Policy violations included fighting, disturbing class, defying authority, making threats or inappropriate sexual behavior.
The fall in policy-related disciplinary measures is "particularly encouraging" because it represents five straight years of decline, the report said.
The annual survey also shows that disciplinary actions against students for "Part 1 law violations" totaled 225 in 2005-06, then rose slightly during the next three years before returning to 225 in 2009-10. Those include robbery, aggressive assault, larceny and vehicle theft, the report says.
Jon Akers, executive director of the Richmond-based Kentucky Center for School Safety, said the generally promising numbers reflect years of effort by Kentucky educators to make schools safer.
"We are having problems, but they are fewer than we were experiencing five or 10 years ago," Akers said. "There's been a major emphasis in Kentucky school districts for the last 11 years to look at issues affecting violations ... and I think the improvement is attributable to all the hard work that people have done to keep school safety issues on the front burner."
The report says everyone should be concerned about school safety because "students and teachers cannot be expected to perform at higher levels when they feel unsafe at school."
Akers noted that students who get into trouble represent a minority of the total student population in public schools. According to Monday's report, 40,721 Kentucky public school students committed violations serious enough to warrant suspension or expulsion during the 2009-10 school year, representing just over 6.3 percent of the 644,963 students attending public school in the state that year.
"Basically 94 percent of the kids are non-offenders," Akers said. "But unfortunately, the other 6 percent get 90 percent of the press."
Whites, which made up about 82.5 percent of the total student population, accounted for 68.6 percent of the violators in 2009-10, the report says.

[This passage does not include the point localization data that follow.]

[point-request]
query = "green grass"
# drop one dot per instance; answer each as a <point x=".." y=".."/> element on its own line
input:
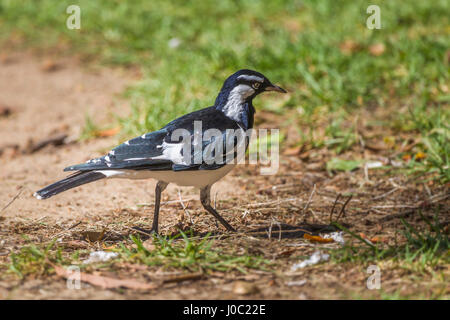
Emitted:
<point x="298" y="44"/>
<point x="193" y="255"/>
<point x="33" y="260"/>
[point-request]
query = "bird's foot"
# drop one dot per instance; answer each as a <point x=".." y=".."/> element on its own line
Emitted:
<point x="148" y="232"/>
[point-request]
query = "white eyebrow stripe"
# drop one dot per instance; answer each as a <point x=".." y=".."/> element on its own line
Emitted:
<point x="251" y="78"/>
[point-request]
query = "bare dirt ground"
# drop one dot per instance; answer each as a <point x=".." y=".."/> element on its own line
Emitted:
<point x="48" y="96"/>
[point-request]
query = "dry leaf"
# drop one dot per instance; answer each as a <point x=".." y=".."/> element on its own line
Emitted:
<point x="349" y="46"/>
<point x="406" y="157"/>
<point x="420" y="156"/>
<point x="106" y="282"/>
<point x="317" y="238"/>
<point x="377" y="239"/>
<point x="5" y="111"/>
<point x="244" y="288"/>
<point x="292" y="151"/>
<point x="93" y="236"/>
<point x="149" y="245"/>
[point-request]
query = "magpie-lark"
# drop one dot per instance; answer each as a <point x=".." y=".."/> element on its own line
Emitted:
<point x="159" y="156"/>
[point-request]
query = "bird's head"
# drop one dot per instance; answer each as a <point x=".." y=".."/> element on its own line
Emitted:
<point x="243" y="86"/>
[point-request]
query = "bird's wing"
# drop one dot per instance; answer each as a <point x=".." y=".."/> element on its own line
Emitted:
<point x="144" y="152"/>
<point x="163" y="150"/>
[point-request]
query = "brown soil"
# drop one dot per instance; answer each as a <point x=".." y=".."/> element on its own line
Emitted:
<point x="48" y="96"/>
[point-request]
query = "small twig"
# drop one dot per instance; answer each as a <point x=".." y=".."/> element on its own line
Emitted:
<point x="385" y="194"/>
<point x="183" y="277"/>
<point x="12" y="200"/>
<point x="185" y="208"/>
<point x="334" y="206"/>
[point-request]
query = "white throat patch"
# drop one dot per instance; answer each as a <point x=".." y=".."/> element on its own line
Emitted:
<point x="236" y="99"/>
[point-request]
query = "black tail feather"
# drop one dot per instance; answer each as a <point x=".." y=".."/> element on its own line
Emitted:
<point x="70" y="182"/>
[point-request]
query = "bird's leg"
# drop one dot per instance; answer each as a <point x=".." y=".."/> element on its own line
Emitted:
<point x="160" y="187"/>
<point x="206" y="202"/>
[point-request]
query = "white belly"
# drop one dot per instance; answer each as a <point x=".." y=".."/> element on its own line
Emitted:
<point x="194" y="178"/>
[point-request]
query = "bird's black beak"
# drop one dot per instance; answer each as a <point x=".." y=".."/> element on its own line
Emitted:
<point x="273" y="87"/>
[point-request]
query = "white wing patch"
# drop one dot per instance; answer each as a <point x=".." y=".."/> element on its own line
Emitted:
<point x="172" y="152"/>
<point x="236" y="99"/>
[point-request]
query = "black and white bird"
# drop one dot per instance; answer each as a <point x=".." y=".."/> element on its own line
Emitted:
<point x="156" y="155"/>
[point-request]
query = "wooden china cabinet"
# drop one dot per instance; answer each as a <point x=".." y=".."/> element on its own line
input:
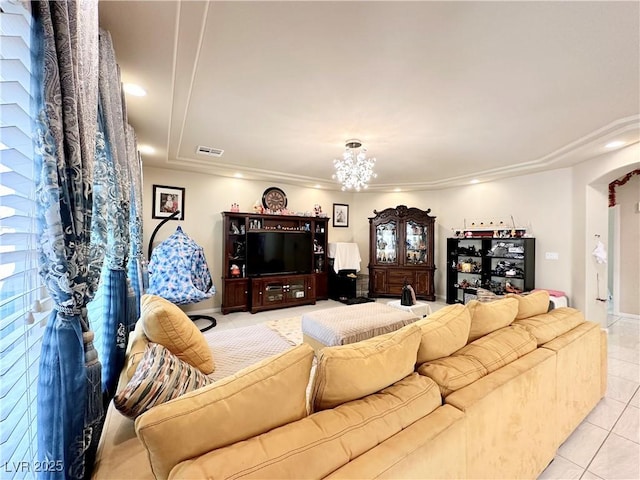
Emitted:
<point x="401" y="249"/>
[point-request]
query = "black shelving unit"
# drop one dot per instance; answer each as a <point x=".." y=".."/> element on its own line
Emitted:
<point x="489" y="263"/>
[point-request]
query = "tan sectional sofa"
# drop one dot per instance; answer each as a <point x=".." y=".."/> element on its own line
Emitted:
<point x="487" y="390"/>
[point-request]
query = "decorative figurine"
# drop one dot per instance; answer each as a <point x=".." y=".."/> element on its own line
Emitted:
<point x="235" y="270"/>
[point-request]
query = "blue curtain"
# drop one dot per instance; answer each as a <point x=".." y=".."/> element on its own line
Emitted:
<point x="70" y="410"/>
<point x="119" y="301"/>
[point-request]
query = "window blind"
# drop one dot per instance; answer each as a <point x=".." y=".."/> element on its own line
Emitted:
<point x="24" y="306"/>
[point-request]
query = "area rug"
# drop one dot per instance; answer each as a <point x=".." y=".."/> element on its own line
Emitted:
<point x="289" y="328"/>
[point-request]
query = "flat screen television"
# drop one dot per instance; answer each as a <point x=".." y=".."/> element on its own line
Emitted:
<point x="270" y="253"/>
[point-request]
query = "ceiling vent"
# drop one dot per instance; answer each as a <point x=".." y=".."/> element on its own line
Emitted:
<point x="210" y="151"/>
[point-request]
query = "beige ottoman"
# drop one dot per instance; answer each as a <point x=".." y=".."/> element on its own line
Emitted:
<point x="352" y="323"/>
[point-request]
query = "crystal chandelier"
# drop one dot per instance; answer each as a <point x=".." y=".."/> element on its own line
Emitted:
<point x="354" y="170"/>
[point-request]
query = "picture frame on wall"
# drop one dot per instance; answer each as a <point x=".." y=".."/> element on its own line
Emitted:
<point x="340" y="215"/>
<point x="168" y="200"/>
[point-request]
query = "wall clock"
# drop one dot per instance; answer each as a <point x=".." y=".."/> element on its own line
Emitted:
<point x="274" y="199"/>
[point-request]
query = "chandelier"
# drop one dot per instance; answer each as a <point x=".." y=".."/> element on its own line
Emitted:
<point x="354" y="170"/>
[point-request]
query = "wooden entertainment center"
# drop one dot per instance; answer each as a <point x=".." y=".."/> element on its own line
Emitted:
<point x="250" y="283"/>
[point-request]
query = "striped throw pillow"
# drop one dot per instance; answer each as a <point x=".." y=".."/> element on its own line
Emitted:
<point x="160" y="377"/>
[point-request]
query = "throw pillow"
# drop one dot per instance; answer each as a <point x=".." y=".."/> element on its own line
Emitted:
<point x="160" y="377"/>
<point x="489" y="317"/>
<point x="443" y="332"/>
<point x="348" y="372"/>
<point x="166" y="324"/>
<point x="531" y="304"/>
<point x="255" y="400"/>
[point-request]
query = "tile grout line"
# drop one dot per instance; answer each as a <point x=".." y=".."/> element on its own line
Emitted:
<point x="610" y="432"/>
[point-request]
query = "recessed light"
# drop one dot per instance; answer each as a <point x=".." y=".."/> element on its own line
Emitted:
<point x="148" y="149"/>
<point x="135" y="90"/>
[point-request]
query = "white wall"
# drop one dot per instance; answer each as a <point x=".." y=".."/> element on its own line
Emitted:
<point x="541" y="202"/>
<point x="562" y="208"/>
<point x="628" y="200"/>
<point x="206" y="196"/>
<point x="590" y="210"/>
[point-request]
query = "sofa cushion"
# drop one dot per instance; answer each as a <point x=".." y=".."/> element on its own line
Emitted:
<point x="347" y="372"/>
<point x="547" y="326"/>
<point x="443" y="332"/>
<point x="253" y="401"/>
<point x="484" y="295"/>
<point x="138" y="342"/>
<point x="479" y="358"/>
<point x="160" y="377"/>
<point x="489" y="317"/>
<point x="166" y="324"/>
<point x="317" y="445"/>
<point x="531" y="304"/>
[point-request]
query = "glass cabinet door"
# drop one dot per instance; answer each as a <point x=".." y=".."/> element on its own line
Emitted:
<point x="387" y="242"/>
<point x="416" y="243"/>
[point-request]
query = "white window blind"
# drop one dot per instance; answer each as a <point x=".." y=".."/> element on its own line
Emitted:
<point x="24" y="306"/>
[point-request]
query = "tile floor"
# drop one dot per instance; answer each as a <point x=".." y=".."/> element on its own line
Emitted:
<point x="605" y="446"/>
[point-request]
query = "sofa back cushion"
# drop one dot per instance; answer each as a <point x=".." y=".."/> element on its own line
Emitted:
<point x="352" y="371"/>
<point x="479" y="358"/>
<point x="531" y="304"/>
<point x="489" y="317"/>
<point x="549" y="326"/>
<point x="253" y="401"/>
<point x="443" y="332"/>
<point x="166" y="324"/>
<point x="318" y="445"/>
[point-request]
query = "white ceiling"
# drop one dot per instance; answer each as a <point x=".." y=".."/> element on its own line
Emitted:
<point x="439" y="92"/>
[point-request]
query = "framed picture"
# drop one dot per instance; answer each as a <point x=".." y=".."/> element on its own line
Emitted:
<point x="340" y="215"/>
<point x="168" y="200"/>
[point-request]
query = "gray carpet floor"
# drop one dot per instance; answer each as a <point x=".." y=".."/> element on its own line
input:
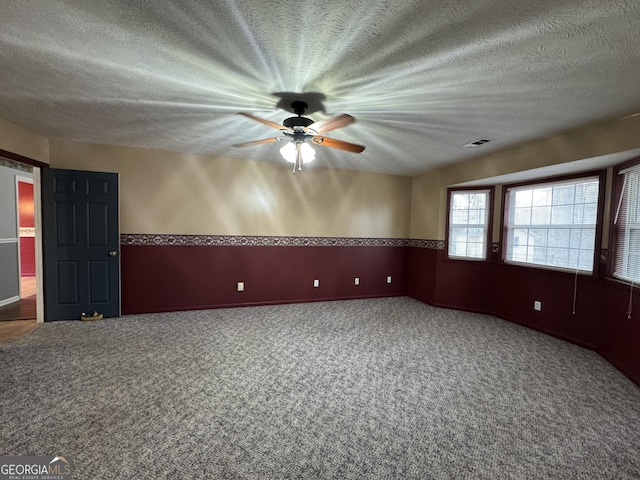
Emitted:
<point x="362" y="389"/>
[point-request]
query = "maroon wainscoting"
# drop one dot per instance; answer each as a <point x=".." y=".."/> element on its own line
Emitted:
<point x="599" y="321"/>
<point x="178" y="277"/>
<point x="619" y="334"/>
<point x="421" y="274"/>
<point x="515" y="289"/>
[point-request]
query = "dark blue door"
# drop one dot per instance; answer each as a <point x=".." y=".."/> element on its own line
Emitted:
<point x="81" y="245"/>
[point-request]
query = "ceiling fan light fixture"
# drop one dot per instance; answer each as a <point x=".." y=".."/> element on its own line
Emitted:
<point x="307" y="152"/>
<point x="290" y="152"/>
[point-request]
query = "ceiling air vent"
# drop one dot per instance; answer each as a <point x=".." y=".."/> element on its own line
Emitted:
<point x="477" y="143"/>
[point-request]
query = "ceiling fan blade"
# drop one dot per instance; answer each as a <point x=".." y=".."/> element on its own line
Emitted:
<point x="257" y="142"/>
<point x="339" y="144"/>
<point x="269" y="123"/>
<point x="332" y="123"/>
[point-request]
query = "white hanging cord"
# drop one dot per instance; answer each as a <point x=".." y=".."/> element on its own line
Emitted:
<point x="624" y="184"/>
<point x="630" y="305"/>
<point x="575" y="280"/>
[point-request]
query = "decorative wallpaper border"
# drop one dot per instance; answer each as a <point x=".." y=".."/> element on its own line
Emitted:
<point x="5" y="162"/>
<point x="139" y="239"/>
<point x="420" y="243"/>
<point x="255" y="241"/>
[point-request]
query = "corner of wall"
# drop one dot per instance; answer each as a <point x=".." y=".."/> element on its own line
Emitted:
<point x="22" y="142"/>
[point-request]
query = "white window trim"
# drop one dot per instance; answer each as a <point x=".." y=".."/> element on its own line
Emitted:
<point x="509" y="212"/>
<point x="485" y="226"/>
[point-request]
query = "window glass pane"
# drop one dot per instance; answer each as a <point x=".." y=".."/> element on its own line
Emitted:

Black, non-Hispanic students, while making up about 10.6 percent of the student population, accounted for 25.7 percent of offenders.
Family income was an apparent factor. Students who qualified for free or reduced-price school lunches accounted for more than 81 percent of disciplinary actions in 2009-10, according to the report.
Akers, a former teacher and principal in Fayette County, said the survey is intended to "stimulate discussion" on safety at school and district levels.
"If my school's figures are above district or state level, then I have a bunch of red flags before me," he said. "What can I do to make things better?"
You can view the complete report at Kysafeschools.org.